My method of choice is ambient temperature I keep my room between 28-29 °C (82-85 °F) with a quality oil filled radiant heater on a quality thermostat. I cannot stress the thermostat enough no matter what method you decide to use. Reasons I like this method are I find it’s a lot easier to maintain a good temperature. It also gives me the option to incubate my eggs on a shelf in the same room without the need of any extra equipment.Other methods are heat tape running under your caging although when I used this method I found that I had to up the temps a tad and I had trouble keeping it all the same. There was a plus to this. I found I could keep many different types of animals not being restricted to just the ones in the set temps of the previous method. Some other ways are heat panels and lamps although I have never used these ways myself.
Always offer a clean source of water and change when is needed. A little tip, try to find something with some weight as they are prone to being knocked over requiring clean up and in most cases a substrate change.
I keep my rat snakes at the humidity level of 60-70%.
Like most snakes these prefer mice and rats. I prefer frozen thawed and most will readily accept them.
Live is always an optional though. There is potential risk of injury biting, scratching, etc etc. Always monitor live feeding and take the rodent out if not accepted. Other potential preys are a day old chicks, quail and occasional egg. Feeding babies once to twice a week, juvenile once a week and adults once a week to once every two weeks. Don’t move your snake around 24 to 48 hours after feeding unless necessary as this can cause regurgitation. If needed to move be gentle.
Everybody wants to hold their snake. Some of these can be quite defensive; tail rattling, striking, fleeing and musking. With time and frequent handling even the most defensive snake can mellow down and most do although some just have an attitude.When you get the ones with defensive personality its always best to not encourage the behavior such as if bit or musked and immediately backing off that’s what it wants. If you continue to back off it will recognize this and will continue this behavior. If you don’t wanna risk the bite a nice pair of leather gloves or hook will usually do the trick. With time these can be great pets.

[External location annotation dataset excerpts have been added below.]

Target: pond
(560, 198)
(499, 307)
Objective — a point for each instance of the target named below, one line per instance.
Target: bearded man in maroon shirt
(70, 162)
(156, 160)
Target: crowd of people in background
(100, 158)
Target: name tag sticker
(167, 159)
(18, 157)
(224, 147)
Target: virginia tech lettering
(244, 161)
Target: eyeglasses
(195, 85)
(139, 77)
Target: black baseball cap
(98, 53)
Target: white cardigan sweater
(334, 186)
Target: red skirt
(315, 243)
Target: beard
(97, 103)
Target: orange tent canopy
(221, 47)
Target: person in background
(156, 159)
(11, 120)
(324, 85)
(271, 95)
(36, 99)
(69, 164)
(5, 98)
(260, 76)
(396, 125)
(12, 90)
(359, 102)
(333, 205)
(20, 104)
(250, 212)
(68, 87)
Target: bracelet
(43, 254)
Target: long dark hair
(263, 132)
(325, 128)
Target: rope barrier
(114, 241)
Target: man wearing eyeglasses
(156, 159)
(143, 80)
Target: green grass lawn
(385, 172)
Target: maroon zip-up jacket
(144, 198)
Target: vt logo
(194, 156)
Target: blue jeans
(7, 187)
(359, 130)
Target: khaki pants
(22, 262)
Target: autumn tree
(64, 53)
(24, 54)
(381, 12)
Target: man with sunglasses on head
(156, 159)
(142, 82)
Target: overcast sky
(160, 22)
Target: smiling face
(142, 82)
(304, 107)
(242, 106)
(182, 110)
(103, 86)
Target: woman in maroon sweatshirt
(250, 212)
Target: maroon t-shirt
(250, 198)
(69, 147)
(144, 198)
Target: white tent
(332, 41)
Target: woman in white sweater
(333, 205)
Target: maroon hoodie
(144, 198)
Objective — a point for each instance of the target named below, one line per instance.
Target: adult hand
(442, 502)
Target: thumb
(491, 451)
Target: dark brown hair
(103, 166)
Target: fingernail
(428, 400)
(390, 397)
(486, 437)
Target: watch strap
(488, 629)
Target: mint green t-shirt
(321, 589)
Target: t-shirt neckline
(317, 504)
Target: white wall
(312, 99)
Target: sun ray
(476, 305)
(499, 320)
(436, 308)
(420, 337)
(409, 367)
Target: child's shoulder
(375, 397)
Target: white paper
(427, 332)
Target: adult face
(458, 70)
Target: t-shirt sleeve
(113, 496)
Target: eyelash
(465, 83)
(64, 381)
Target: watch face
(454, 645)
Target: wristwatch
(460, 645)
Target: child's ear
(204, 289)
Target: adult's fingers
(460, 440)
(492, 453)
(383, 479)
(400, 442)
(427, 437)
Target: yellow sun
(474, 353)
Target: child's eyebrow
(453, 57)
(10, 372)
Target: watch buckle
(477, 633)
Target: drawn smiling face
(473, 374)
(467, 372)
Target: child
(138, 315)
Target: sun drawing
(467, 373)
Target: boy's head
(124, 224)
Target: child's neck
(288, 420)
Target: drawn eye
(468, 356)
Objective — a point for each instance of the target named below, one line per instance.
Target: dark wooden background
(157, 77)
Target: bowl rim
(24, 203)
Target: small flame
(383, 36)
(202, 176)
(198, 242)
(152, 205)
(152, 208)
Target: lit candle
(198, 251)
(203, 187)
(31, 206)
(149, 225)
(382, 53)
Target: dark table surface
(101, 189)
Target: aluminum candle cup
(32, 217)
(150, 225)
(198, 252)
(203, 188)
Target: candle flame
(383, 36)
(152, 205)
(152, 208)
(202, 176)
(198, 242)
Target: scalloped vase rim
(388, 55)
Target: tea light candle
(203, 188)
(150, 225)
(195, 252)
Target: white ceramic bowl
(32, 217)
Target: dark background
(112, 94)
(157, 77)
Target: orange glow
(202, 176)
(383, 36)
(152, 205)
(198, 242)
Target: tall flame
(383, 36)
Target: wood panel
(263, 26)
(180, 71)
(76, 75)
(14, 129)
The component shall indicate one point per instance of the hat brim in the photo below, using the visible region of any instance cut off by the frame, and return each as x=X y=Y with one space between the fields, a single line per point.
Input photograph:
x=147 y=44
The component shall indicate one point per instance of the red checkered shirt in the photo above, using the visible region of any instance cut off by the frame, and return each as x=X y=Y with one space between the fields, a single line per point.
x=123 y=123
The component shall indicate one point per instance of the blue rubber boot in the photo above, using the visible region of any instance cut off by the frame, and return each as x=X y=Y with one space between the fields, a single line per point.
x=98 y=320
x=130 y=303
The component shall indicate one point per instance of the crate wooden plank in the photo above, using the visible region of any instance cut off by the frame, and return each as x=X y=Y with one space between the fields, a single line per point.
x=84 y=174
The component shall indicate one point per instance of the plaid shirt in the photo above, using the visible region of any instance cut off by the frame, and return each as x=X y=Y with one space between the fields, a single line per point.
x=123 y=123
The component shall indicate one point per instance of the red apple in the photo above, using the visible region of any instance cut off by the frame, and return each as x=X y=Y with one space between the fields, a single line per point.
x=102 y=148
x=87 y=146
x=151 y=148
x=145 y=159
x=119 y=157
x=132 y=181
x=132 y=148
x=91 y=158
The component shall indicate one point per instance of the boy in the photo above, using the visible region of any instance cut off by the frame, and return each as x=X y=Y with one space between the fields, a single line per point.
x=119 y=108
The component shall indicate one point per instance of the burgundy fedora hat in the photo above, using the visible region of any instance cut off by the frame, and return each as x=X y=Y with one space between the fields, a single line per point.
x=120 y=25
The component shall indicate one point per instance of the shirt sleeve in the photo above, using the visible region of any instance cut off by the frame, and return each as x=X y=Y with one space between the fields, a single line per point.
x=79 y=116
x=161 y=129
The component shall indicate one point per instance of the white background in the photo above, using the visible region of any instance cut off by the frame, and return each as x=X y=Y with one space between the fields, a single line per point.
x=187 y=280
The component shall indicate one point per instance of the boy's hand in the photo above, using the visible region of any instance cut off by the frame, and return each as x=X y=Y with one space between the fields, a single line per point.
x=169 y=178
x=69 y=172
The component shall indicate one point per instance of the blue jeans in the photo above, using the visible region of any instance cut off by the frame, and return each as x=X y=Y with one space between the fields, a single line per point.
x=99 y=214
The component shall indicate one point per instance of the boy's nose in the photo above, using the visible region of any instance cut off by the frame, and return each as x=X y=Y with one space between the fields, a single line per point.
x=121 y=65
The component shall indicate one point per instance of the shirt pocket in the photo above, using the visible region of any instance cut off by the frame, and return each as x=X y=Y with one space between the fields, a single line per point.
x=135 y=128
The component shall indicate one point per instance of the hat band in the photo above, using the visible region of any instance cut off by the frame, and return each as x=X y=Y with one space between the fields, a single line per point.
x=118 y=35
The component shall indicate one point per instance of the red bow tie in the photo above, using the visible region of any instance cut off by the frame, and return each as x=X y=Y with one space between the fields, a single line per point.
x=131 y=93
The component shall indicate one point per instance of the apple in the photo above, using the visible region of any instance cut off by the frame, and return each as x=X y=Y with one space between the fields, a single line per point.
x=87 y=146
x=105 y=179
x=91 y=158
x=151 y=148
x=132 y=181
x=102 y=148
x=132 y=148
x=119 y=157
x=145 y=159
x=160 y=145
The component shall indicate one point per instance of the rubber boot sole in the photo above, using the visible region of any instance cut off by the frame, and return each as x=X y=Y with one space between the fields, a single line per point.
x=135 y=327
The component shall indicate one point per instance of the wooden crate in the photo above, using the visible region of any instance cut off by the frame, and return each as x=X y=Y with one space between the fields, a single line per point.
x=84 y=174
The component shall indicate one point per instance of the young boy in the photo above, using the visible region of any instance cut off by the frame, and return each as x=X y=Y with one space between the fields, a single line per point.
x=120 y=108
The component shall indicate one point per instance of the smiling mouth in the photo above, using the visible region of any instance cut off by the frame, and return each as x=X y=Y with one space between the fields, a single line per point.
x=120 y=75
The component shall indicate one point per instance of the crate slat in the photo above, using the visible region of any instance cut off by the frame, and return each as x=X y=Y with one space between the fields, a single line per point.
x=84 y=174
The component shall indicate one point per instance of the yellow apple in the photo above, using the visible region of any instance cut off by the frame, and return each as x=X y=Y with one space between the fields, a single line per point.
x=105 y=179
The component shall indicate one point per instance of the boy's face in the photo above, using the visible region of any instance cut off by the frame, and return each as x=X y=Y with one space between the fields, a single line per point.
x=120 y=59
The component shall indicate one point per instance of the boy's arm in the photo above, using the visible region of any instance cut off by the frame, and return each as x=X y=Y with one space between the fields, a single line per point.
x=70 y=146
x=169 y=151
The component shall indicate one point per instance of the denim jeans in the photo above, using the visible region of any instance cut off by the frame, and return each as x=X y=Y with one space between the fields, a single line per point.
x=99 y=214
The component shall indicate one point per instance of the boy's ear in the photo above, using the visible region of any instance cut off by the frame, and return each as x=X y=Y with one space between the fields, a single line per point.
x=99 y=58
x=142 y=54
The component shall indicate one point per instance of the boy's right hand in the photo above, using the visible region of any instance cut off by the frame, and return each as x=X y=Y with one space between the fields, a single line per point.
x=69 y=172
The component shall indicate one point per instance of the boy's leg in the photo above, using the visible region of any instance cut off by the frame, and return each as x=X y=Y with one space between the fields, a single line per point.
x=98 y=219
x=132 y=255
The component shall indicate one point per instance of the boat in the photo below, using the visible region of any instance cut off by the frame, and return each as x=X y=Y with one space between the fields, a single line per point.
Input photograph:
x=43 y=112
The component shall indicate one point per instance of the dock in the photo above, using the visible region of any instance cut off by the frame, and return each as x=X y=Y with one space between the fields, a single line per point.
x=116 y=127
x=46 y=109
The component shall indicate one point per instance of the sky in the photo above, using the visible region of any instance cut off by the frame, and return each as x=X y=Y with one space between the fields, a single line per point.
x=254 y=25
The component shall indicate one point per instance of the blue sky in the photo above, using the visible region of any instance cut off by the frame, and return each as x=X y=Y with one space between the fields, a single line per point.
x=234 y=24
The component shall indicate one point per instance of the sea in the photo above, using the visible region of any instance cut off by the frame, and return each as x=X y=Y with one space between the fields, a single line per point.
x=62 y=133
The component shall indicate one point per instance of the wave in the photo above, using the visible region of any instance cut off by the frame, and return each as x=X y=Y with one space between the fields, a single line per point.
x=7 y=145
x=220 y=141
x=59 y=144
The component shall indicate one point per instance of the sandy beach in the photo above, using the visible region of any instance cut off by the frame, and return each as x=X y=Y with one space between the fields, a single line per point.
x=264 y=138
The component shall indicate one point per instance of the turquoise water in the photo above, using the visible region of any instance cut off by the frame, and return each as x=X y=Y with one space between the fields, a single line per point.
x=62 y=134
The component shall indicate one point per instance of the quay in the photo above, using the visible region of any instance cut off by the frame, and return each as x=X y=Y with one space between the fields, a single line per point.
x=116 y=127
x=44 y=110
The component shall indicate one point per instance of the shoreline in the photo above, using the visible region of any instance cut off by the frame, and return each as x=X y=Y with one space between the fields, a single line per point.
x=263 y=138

Maintaining a clean cage is essential. Spot cleaning daily and a full cleaning weekly or bi weekly. F10 is a great cleaner that I prefer. Some people use vinegar water solution. There are countless cleaning agents out there just always make sure that they are safe for your animal before use.
I find no need to worry about humidity with North American Rats except when in shed. Once you see the color starting to dull out and the eyes turning blue/gray I suggest misting the cage with room temp water daily until the process is completed. No one wants a stuck shed.
Potential Health Problems
I’m gonna start off by saying I am no vet and if you notice something odd it is usual best to contact a good herp vet.
In case of a regurgitation wait at least a week to offer food again in order to let the stomach acids build back up.
Respiratory infection – Symptoms include weezing and mucus usually caused from damp caging and suboptimal temperatures.
Parasites-There are many many external and internal. This is why it is always best to quarantine a new animal before introducing it into your collection. External are usually mites and ticks being little black or red moving specs that are actually feeding on the blood of your snakes and can transmit serious and often fatal complications. Internal are often only noticed by lethargy, rapid weight loss, blood in the stool and awful smelling stool and usually always require medication.
The information contained in this care sheet reflect the opinions and methods of the mentioned breeder, based on their expertise and long-established experience.